Lab 4: Cereals

The Data

This exam’s dataset concerns nutrition information about breakfast cereals. Documentation for the dataset can be found here: https://www.kaggle.com/crawford/80-cereals/version/2

You may download the dataset at this link, or on the course website.

Part One: Summaries and Plots

(Midterm Review)

Eat your Wheaties!

Most cereals are made from either wheat or oats. We would like to explore the health and taste benefits of these base ingredients.

Task 1

Make a new variable called Seed_Type. This variable should have the possible values wheat, oat, bran, and unknown, depending on if the words “wheat”, “oat”, or “bran” appear in the name of the cereal.

Special Cases: “Wheat ‘n’ Bran” should count as wheat; “Oat Bran” should count as oat.

Task 2

Suppose you are hired by a wheat farming group to convince the world that wheat cereals are better in some way. Make a convincing plot for the superiority of wheat-based cereal. Provide a one-sentence conclusion from your plot.

Task 3

Repeat Task 2, this time assuming you are hired by an oat farming collective, so that your plot should imply that oat cereals are in some way better. Provide a one-sentence interpretation of your plot.

Momma Bodwin’s Rules

Like all children, I loved sugary cereal, especially Lucky Charms. My mother was not pleased about how much cereal my brother and I were eating, so she made a rule: We were only allowed to eat cereal with less than six grams of sugar per cup.

Task 4

Under my mother’s rules, how many cereals in this dataset would we be allowed to eat?

Task 5

The tyrannical rule was defeated when my brother pointed out that my mother’s favorite cereal, Raisin Bran is in fact less healthy than Lucky Charms. Make a plot illustrating this discovery. Your plot should compare calories, fat, sodium, and sugars between the two cereals. These four nutrients should be plotted in separate facets, not as four different plots.

Part Two: Adjust the Data (Function Writing)

Recall from lecture that the nutritional measurements in this dataset (calories, protein, fat, sodium, fiber, carbo, sugars, and potass) are measured per serving. However, not all cereals have the same serving size! In order to fairly compare them, we need to adjust our data first.

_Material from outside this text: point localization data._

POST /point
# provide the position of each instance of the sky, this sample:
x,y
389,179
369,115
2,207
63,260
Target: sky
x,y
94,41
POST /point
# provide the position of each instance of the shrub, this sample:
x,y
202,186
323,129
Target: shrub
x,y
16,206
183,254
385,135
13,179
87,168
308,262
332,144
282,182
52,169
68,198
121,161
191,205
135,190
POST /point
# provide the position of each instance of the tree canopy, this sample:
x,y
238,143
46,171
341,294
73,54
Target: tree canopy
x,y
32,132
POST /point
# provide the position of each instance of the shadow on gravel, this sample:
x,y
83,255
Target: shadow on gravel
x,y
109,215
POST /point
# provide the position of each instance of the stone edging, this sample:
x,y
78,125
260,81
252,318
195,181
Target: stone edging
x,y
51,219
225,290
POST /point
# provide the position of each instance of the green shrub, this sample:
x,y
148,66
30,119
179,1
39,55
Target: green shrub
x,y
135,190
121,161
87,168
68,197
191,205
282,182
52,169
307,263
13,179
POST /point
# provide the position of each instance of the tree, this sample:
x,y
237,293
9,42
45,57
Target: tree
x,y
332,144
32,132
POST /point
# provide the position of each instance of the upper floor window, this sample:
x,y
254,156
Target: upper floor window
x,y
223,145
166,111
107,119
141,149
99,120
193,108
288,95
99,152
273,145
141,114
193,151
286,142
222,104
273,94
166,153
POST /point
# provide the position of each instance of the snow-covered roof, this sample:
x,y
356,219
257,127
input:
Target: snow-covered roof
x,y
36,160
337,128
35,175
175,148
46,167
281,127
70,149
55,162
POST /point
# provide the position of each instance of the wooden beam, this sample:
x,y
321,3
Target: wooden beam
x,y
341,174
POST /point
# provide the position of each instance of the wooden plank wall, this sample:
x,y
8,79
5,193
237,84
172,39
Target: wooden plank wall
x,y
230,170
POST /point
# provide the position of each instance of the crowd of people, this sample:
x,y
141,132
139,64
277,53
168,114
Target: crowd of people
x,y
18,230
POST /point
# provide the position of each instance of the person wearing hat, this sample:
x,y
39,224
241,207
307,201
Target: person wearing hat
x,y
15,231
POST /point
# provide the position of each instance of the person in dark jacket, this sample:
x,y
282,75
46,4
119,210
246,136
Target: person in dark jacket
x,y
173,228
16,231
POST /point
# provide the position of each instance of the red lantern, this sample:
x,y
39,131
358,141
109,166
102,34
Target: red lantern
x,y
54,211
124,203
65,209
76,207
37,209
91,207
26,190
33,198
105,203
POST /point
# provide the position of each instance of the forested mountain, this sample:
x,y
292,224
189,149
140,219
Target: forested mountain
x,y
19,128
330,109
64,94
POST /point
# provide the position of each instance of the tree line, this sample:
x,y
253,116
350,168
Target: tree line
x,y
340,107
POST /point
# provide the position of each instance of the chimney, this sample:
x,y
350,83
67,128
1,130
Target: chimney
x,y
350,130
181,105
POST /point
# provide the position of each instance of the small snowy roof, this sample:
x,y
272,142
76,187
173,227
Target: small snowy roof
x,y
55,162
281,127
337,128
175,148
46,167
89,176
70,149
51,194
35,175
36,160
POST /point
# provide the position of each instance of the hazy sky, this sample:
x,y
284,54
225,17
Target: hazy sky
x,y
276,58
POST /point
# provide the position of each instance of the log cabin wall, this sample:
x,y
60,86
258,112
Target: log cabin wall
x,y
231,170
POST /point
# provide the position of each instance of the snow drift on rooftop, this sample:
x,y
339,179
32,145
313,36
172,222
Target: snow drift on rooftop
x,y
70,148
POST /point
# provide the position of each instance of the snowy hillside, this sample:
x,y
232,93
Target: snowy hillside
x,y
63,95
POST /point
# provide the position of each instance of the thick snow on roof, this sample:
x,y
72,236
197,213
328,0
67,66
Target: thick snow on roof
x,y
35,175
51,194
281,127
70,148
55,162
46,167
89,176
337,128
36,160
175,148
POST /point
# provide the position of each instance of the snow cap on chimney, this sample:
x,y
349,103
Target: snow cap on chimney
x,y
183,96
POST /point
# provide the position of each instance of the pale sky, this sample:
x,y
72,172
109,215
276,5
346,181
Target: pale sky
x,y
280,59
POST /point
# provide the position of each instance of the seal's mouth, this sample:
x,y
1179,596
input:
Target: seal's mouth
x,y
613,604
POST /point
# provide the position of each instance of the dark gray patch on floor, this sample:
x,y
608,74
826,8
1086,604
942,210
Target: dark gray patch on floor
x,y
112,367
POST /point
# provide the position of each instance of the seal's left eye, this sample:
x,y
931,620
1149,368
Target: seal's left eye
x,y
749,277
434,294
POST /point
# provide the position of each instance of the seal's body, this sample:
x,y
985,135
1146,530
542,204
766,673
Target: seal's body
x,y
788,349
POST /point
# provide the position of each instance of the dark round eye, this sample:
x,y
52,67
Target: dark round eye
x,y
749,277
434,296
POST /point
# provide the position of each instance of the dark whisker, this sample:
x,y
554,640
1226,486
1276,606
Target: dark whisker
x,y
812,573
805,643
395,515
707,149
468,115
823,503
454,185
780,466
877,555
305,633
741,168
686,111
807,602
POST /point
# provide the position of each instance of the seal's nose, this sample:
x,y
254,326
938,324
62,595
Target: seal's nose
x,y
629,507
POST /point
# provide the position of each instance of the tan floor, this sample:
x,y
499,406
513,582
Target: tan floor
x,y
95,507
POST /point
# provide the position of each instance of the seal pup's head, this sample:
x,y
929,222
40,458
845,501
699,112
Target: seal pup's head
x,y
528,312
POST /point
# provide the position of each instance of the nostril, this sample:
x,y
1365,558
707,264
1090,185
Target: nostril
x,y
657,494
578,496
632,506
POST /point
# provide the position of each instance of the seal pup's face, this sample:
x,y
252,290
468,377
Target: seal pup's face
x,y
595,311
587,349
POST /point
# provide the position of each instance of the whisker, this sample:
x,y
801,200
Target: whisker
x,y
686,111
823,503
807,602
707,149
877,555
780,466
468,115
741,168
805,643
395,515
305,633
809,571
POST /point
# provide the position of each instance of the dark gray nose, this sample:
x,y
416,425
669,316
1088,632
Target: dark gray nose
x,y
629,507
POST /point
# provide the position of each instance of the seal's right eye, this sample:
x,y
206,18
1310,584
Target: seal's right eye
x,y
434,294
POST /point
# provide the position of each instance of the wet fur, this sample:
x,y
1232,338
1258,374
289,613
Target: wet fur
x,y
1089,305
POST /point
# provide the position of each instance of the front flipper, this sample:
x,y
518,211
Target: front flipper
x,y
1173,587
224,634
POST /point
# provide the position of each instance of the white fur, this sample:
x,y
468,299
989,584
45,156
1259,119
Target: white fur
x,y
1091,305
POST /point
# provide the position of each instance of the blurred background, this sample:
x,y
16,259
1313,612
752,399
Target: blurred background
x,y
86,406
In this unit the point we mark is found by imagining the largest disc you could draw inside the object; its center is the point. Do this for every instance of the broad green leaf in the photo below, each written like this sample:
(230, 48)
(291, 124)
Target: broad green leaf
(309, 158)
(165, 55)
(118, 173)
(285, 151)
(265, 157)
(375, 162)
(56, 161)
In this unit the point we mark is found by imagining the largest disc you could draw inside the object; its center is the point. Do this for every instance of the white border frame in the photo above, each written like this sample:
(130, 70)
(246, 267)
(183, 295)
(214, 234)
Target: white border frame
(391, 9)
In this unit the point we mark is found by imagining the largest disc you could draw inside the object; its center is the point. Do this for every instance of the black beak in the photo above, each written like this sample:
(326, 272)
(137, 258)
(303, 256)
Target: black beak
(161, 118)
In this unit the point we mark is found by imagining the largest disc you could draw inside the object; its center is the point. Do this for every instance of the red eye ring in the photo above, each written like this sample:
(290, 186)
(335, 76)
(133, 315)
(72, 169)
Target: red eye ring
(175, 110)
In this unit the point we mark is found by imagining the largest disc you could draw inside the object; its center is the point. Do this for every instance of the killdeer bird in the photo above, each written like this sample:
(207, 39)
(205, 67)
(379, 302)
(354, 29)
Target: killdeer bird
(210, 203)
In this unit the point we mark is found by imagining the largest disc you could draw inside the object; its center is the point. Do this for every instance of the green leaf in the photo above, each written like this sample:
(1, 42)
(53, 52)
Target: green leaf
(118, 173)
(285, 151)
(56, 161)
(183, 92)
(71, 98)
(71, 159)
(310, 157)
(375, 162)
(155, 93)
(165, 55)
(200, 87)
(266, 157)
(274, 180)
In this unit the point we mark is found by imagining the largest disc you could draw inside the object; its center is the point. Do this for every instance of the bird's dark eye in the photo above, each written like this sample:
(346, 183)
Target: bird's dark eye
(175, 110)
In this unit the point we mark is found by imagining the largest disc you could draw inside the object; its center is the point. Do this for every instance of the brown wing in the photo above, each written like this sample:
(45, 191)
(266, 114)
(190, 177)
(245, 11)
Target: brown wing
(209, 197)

This dataset includes a variable called cups, which gives the number of cups in a “single serving” of the cereal. It also includes a variable called weight, which gives the weight in ounces of a single serving.

Task 1

Create a function called adjust_cereal to fix this problem. This function should take in as input:

A vector containing the measurements of a particular nutrient for all the cereals.
A vector containing the cups per serving for all the cereals.
A vector containing the weight per serving for all the cereals.
A string specifying “volume” or “weight”

If the user inputs the string “volume”, the function should adjust the measurements to be per cup instead of per serving.

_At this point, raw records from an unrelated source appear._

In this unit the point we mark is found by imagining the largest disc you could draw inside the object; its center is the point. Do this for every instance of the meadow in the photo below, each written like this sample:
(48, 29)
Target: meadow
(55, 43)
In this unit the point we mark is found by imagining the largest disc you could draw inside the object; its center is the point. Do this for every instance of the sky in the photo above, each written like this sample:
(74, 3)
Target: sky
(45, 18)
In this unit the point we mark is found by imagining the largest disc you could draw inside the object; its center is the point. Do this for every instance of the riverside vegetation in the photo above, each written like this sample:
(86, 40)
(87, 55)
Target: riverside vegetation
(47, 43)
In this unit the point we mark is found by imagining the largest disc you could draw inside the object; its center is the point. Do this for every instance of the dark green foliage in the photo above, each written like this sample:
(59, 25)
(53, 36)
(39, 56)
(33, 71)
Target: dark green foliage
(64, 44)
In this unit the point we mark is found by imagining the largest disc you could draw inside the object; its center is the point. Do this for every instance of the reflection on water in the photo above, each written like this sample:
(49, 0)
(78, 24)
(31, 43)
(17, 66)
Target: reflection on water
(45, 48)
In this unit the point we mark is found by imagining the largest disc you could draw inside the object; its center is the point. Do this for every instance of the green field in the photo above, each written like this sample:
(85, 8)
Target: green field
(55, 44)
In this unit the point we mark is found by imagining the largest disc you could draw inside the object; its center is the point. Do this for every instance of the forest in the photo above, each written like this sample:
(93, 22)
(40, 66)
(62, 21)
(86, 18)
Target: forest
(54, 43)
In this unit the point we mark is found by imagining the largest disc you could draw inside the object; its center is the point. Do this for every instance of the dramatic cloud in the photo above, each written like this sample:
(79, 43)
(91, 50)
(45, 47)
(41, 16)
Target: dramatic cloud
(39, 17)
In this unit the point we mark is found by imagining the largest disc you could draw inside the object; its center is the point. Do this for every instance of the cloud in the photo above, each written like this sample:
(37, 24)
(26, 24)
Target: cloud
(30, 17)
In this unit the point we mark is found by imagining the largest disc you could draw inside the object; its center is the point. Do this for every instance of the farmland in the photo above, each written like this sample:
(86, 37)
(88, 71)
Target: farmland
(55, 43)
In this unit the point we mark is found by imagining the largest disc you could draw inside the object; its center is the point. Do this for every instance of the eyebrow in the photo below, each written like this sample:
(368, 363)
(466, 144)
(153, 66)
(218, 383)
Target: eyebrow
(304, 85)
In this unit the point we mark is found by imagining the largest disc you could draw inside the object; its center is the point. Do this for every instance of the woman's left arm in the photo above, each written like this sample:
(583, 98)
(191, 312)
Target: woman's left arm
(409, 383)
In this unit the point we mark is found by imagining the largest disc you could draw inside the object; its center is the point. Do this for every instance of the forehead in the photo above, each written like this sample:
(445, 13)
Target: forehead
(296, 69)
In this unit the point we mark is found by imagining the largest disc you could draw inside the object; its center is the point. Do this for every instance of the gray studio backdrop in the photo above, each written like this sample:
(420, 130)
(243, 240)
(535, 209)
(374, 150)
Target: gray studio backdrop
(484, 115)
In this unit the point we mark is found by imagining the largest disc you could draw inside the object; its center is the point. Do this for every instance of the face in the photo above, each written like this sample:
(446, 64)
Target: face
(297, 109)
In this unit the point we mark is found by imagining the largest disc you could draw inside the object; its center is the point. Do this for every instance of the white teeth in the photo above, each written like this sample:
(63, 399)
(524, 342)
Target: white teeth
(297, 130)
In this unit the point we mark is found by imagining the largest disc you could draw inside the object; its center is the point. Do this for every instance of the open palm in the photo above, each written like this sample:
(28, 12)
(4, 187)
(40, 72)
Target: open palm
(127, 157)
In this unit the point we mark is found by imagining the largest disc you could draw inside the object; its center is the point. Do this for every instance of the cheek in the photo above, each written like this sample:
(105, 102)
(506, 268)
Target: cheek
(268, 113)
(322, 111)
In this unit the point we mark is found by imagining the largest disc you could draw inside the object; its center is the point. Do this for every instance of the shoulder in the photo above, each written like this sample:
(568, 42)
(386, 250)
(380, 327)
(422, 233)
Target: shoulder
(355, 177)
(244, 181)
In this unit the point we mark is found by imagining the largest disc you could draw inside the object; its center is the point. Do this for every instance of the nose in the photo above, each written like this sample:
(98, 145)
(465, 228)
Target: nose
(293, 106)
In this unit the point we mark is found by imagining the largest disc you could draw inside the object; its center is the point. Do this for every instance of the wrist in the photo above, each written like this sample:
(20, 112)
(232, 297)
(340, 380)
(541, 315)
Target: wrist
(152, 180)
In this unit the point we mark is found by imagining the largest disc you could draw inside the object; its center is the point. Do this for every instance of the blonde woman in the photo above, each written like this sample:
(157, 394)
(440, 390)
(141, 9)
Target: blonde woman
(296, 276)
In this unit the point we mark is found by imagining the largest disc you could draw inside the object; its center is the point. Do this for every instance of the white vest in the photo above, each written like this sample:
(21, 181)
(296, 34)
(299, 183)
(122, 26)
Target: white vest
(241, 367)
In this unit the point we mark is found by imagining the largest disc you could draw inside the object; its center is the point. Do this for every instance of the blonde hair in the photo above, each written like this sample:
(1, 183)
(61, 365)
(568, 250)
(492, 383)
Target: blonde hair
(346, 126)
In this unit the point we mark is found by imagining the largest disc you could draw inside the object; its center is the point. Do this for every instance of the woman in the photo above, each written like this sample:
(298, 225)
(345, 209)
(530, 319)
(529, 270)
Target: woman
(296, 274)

If the user inputs the string “weight”, the function should adjust the measurements to be per ounce instead of per serving.

You may check your function by comparing your output to the ones below:

test_sugars <- c(100, 200)
test_cups <- c(0.75, 1.25)
test_weights <- c(1.3, 1.8)

adjust_cereal(test_sugars, test_cups, test_weights, "volume")

## [1] 133.3333 160.0000

adjust_cereal(test_sugars, test_cups, test_weights, "weight")

## [1]  76.92308 111.11111

Task 2

Use your function to update the dataset, such that the 8 nutrients (calories, protein, fat, sodium, fiber, carbo, sugars, and potass) are adjusted for the number of cups in a serving (i.e., by volume).

Challenge: What’s in a name? (Regular Expressions)

Come up with a visualization or summary with an interesting insight into cereal names. For example, are there any words or phrases that are associated with higher sugars? With higher ratings? With different shelf placement?

For full credit, make use of regular expressions in your analysis.